The problem of starvation is caused by a combination of many factors, including natural disasters, wars, lack of technology, misuse of resources, waste, greed, government inefficiency, and failure to distribute food properly. None of these has a direct cause and effect link to overpopulation. It is simplistic and inaccurate to attribute most of our global problems to overpopulation.
U.S. Birthrate Below Replacement Level
Consider the current birthrate in America, which is less than what is needed to maintain our population level. In 1957 the average American woman in her reproductive years bore 3.7 children. Taking into account all causes of death and the increases in average life span, zero population growth requires that the average woman bear 2.1 children.
The fertility rate first fell below replacement levels in 1972. Since then, there have only been two years where the fertility rate has reached at least 2.1 children. That means for several decades, we’ve been below zero population growth. The sociological perils we face are not those of population explosion, but population reduction.

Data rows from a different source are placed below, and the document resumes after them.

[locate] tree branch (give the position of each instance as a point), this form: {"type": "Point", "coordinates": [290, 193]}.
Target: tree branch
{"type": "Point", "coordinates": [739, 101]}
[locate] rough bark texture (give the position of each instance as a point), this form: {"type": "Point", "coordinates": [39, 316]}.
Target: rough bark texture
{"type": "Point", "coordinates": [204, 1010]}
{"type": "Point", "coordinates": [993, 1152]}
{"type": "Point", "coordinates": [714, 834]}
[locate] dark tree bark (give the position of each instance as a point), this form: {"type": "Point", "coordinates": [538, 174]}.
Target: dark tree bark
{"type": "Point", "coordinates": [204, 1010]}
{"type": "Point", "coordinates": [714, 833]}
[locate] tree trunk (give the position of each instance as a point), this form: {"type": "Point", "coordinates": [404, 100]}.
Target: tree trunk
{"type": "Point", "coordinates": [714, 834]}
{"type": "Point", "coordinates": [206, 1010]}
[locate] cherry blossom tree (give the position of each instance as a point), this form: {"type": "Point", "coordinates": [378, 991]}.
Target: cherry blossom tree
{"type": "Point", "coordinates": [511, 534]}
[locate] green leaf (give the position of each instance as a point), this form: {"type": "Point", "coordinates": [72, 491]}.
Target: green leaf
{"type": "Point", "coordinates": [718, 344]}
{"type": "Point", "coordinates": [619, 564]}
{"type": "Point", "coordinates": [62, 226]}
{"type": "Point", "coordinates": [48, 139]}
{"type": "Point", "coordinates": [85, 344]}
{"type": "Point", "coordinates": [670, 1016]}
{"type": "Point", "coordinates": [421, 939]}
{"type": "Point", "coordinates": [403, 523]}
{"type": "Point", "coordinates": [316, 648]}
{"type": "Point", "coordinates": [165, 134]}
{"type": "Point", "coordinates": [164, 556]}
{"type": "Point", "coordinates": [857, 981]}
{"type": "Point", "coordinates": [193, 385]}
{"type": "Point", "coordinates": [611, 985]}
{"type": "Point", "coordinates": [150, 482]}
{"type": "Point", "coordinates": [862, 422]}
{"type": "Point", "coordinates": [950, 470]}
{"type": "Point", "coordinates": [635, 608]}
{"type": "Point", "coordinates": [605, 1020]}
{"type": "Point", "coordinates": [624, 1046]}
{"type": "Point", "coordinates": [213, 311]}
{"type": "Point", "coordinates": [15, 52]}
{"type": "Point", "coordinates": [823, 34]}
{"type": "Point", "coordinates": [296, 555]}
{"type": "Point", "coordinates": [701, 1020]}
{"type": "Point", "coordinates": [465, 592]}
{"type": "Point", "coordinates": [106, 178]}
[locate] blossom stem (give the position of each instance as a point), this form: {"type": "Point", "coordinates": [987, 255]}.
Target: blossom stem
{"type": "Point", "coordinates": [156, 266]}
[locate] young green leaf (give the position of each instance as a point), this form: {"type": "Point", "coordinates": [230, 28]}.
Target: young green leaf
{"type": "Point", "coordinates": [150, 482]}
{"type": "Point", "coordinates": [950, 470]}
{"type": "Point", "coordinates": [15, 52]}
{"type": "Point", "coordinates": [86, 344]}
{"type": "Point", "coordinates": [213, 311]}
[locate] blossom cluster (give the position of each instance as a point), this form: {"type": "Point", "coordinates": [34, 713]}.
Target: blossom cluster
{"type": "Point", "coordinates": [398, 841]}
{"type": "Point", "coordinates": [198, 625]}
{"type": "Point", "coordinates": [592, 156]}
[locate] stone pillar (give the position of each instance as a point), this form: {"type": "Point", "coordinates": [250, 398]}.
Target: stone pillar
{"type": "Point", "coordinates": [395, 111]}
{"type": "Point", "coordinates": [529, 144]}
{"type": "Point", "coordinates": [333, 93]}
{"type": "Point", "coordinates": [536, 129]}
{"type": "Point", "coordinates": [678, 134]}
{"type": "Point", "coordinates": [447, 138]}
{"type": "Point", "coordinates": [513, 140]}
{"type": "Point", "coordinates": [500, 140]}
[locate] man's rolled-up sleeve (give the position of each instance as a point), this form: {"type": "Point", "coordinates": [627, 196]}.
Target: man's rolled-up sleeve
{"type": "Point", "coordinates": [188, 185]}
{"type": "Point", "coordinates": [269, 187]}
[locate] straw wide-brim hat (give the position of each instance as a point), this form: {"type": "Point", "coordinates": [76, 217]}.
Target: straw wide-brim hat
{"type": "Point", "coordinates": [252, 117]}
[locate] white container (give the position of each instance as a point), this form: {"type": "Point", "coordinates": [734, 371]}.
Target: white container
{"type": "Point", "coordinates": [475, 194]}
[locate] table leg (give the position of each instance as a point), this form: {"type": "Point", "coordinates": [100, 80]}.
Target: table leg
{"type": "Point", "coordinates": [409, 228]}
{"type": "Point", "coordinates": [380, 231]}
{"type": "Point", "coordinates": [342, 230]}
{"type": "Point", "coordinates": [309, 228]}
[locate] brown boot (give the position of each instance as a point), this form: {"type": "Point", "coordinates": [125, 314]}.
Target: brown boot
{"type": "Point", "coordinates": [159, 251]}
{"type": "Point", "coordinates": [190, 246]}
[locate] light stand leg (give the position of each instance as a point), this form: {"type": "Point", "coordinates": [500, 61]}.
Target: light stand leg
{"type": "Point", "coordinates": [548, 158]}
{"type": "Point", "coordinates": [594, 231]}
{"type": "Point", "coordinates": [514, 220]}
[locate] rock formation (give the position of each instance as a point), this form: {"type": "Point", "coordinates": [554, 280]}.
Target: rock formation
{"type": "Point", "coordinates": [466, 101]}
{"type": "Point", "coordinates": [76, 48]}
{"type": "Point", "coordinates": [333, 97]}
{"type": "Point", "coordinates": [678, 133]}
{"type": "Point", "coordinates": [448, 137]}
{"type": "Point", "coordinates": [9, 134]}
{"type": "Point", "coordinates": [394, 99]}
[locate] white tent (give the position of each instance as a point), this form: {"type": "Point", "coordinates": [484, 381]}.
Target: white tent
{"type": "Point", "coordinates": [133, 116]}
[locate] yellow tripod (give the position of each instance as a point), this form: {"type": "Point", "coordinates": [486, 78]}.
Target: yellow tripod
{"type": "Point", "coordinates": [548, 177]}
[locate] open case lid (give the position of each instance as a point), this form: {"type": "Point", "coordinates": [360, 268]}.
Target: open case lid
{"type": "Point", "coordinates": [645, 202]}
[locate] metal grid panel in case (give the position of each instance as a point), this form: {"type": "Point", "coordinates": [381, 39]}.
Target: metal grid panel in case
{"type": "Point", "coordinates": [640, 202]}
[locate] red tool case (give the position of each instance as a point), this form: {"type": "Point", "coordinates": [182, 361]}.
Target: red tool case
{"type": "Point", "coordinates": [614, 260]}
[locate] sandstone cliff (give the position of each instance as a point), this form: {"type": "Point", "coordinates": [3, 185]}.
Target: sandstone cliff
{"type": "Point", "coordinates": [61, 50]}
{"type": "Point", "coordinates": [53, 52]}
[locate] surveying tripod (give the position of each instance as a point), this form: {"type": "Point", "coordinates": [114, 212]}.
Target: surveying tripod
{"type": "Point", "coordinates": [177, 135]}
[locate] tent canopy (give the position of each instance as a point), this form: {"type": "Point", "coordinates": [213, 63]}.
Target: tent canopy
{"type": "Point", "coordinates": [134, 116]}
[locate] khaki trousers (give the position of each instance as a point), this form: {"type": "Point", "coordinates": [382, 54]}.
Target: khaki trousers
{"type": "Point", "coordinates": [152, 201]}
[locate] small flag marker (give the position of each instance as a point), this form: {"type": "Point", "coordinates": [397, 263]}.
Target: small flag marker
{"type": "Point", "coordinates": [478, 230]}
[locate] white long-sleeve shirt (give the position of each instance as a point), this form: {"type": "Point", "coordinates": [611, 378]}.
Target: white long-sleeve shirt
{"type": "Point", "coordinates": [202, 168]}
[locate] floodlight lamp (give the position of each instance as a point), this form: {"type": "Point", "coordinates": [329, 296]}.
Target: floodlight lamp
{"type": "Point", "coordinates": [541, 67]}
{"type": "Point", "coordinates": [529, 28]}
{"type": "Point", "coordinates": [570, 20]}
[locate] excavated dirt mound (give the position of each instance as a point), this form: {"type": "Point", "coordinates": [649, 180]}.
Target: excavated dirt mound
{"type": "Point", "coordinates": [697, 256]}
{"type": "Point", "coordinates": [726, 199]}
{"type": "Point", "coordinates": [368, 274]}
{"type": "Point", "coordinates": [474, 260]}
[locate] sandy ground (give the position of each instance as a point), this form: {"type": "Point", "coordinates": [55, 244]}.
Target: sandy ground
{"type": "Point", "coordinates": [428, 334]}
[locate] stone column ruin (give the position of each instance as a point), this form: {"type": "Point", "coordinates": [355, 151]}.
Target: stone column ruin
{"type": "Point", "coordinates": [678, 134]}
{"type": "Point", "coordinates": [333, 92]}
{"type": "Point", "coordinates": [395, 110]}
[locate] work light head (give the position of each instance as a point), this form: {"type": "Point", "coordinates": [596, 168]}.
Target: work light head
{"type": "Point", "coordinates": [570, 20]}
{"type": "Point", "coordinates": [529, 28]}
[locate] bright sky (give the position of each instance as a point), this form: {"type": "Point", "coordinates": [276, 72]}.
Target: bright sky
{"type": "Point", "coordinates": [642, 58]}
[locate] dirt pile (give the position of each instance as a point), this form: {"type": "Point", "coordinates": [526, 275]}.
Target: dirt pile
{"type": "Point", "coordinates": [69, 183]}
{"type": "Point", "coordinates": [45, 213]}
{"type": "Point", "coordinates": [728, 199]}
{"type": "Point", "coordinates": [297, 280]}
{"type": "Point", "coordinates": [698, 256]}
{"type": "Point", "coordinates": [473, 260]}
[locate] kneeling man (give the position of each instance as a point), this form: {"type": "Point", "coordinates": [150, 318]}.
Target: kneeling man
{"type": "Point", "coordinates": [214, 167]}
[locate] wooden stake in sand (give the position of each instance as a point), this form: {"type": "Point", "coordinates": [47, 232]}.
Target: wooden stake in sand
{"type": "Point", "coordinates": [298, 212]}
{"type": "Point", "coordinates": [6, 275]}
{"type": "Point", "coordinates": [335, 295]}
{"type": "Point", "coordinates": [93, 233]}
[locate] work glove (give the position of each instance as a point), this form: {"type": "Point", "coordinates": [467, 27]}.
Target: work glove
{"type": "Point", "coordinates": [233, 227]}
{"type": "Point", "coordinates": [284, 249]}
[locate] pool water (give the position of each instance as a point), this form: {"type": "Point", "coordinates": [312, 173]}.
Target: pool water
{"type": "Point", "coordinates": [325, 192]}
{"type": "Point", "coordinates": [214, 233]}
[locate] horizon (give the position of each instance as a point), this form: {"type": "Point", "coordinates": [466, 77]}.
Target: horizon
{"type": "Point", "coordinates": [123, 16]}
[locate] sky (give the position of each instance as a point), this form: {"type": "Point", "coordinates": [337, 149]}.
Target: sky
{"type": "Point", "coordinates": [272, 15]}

Any increases in population since 1972 have been due to immigration, which we can see from statistics (immigration is largely good, so this isn’t meant as a statement against it; just clarifying the facts). According to the U.S. Census Bureau, every 17 seconds, the U.S. population grows by about one person.  USA Today reports that approximately 7.9 million people immigrated to the United States between 2000 and 2005. The age expectancy is also rising, and people are living longer than ever before.
In their article on the issue of abortion and overpopulation, Abort73 says:
While birth rates have decreased, immigration and life expectancy has increased. Of the three factors that influence population growth, the number of babies being born is by far the least significant. And yet, does anyone suggest that killing immigrants or killing those over 65 is a reasonable way to limit population growth? No. So why would anyone suggest that killing unborn humans is a reasonable way to limit population growth?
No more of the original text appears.